Philharmonie de Paris, Grande Salle Pierre Boulez, le 9 octobre 2019

Le cent-trentième anniversaire du génie polymorphe donnent lieu à des initiatives attendues (rétrospectives, nouvelles restaurations), et à d’autres plus ambitieuses, et bienvenues, comme le cycle que la Philharmonie lui consacre, qui additionne ciné-concerts, conférences et exposition (jusqu’en janvier 2020). La diversité en est très appréciable, même si l’on aurait pu rêver, pour cette occasion, que les moyens à disposition (salles de tous formats, plusieurs orchestres résidents) soient mobilisés pour monter des versions de concert des principaux chefs d’oeuvres pour lesquels Chaplin a composé la musique en en vue du tournage, en plus de l’écriture, de la direction d’acteurs, de la pantomime et de la chorégraphie : c’est-à-dire à partir de City Lights, dont la perfection fait qu’il demeure sans doute le film le plus souvent projeté avec exécution en direct de la partition (et que la Philharmonie avait déjà offert en ciné-concert en 2015, avec l'Orchestre de chambre de Paris sous la direction de Timothy Brock). On se contentera cette année de Modern Times (même équipe) et de cette double soirée de l'Orchestre de Paris en forme hybride, empilement de suites et de compilations thématiques, aux réussites certaines malgré son caractère décousu, et forcément allusif.

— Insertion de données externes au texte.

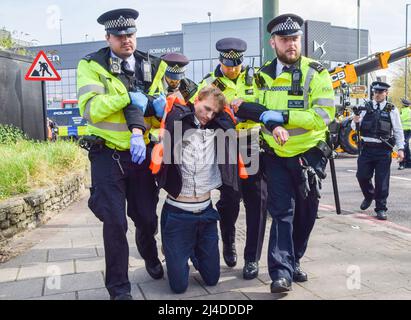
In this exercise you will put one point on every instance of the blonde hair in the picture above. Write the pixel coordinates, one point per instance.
(217, 95)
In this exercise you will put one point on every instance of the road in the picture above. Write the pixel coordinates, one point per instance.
(399, 200)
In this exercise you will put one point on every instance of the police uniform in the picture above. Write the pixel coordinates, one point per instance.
(104, 82)
(176, 66)
(405, 113)
(253, 189)
(303, 97)
(380, 130)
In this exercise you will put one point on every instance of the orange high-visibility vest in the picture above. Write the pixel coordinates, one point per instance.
(158, 150)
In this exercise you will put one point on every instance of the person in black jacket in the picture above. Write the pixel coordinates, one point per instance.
(198, 158)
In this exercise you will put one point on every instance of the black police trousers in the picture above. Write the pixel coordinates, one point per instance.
(110, 191)
(375, 159)
(293, 217)
(254, 194)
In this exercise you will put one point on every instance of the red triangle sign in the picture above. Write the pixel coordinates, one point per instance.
(42, 69)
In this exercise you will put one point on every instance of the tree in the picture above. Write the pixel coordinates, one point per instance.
(8, 44)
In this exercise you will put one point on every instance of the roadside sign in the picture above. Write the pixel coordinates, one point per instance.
(358, 92)
(42, 69)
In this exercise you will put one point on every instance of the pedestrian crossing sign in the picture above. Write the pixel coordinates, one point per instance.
(42, 69)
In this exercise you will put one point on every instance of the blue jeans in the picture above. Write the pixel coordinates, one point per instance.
(186, 234)
(407, 155)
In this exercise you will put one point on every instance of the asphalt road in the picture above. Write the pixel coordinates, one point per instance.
(399, 200)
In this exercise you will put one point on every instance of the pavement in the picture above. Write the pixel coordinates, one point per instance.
(350, 257)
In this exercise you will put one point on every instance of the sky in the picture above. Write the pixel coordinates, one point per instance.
(40, 19)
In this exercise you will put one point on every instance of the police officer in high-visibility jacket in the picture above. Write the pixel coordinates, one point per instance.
(174, 82)
(380, 130)
(300, 98)
(237, 82)
(111, 82)
(405, 114)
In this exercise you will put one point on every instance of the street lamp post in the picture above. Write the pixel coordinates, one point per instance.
(406, 44)
(61, 33)
(358, 39)
(209, 32)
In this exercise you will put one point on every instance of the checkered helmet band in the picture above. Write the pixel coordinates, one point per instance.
(176, 69)
(121, 22)
(232, 55)
(289, 24)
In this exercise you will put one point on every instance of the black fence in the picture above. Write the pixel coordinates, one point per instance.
(22, 102)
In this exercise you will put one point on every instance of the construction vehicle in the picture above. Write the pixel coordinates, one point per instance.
(68, 119)
(343, 77)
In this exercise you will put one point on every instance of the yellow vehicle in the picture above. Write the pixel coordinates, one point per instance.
(343, 77)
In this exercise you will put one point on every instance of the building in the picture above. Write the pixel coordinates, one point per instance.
(321, 41)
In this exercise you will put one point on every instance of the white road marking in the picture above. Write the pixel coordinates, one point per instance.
(394, 177)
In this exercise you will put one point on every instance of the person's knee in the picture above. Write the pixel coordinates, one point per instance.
(178, 286)
(211, 279)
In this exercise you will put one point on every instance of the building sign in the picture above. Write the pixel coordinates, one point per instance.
(161, 51)
(358, 92)
(42, 69)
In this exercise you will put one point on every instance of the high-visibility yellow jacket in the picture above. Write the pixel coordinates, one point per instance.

Les Temps modernes qui demeure le film le plus populaire de Chaplin (et c’est heureux, tant son contenu social et politique, largement en avance sur la simple satire du taylorisme, apparaît plus prophétique que jamais), est aussi le centre de gravité de ce pot-pourri, dont il inspire le titre, et fournit le matériau de la fin de la première partie, du début et de la fin de la seconde partie de la soirée. Fernando Carmena conçoit son spectacle comme une sorte d’exposition, en tableaux dont la structuration du temps tient lieu de scénographie. Ce sont pourtant bien les premières notes de City Lights, l’irrésistible appel de clarinettes et saxophones (canaille et classe à souhait), et sa suite de danses inaugurale qui ouvrent le spectacle, avant qu’un premier tableau propose une suite des saynètes parmi les plus drôles de la première, ou plutôt de la fin de la première période de Chaplin (1916–1923), en particulier du Cirque et d’Une Vie de chien fasse le bonheur comique de la soirée. La chose va bon train orchestral et condense, en une dizaine de minutes, toute la joie et l’esprit du premier Tramp. Autre très bonne idée, à l’autre bout du programme (dans la suite finale consacrée à Charlot danseur), l’insertion de la rare Idylle aux champs (film de 1919 pour lequel Chaplin composa la musique en… 1976) et de son irrésistible scène des nymphes (pastiche de L’Après-midi d’un faune), qui condense en deux minutes tout le burlesque (mais aussi la poésie) du versant loufoque, non-naturaliste des débuts chapliniens. Nécessairement, les extraits cinématographiques ne sont pas toujours projetés sur la musique des films dont ils sont tirés, ce qui, dans le style de réalisation de cette période, ne pose pas de franche difficulté. Vient ensuite une courte mais blle suite condensant la musique du Kid (qui fait partie de celles composées par Chaplin dans ses vieux jours), sur la projection successive d’instantanés puis d’extraits du film (presque uniquement tirés des confrontations et courses-poursuites avec la police, ce que l’on peut regretter). L’Orchestre de Paris s’y montre à son avantage, dense et concentré, dans une partition qui sied mieux que d’autres (conçues dans les années 30 ou 40) à un effectif généreux de cordes (d’autant que le public habitué aux salles obscures doit compenser la modestie dynamique relative d’une exécution en direct). 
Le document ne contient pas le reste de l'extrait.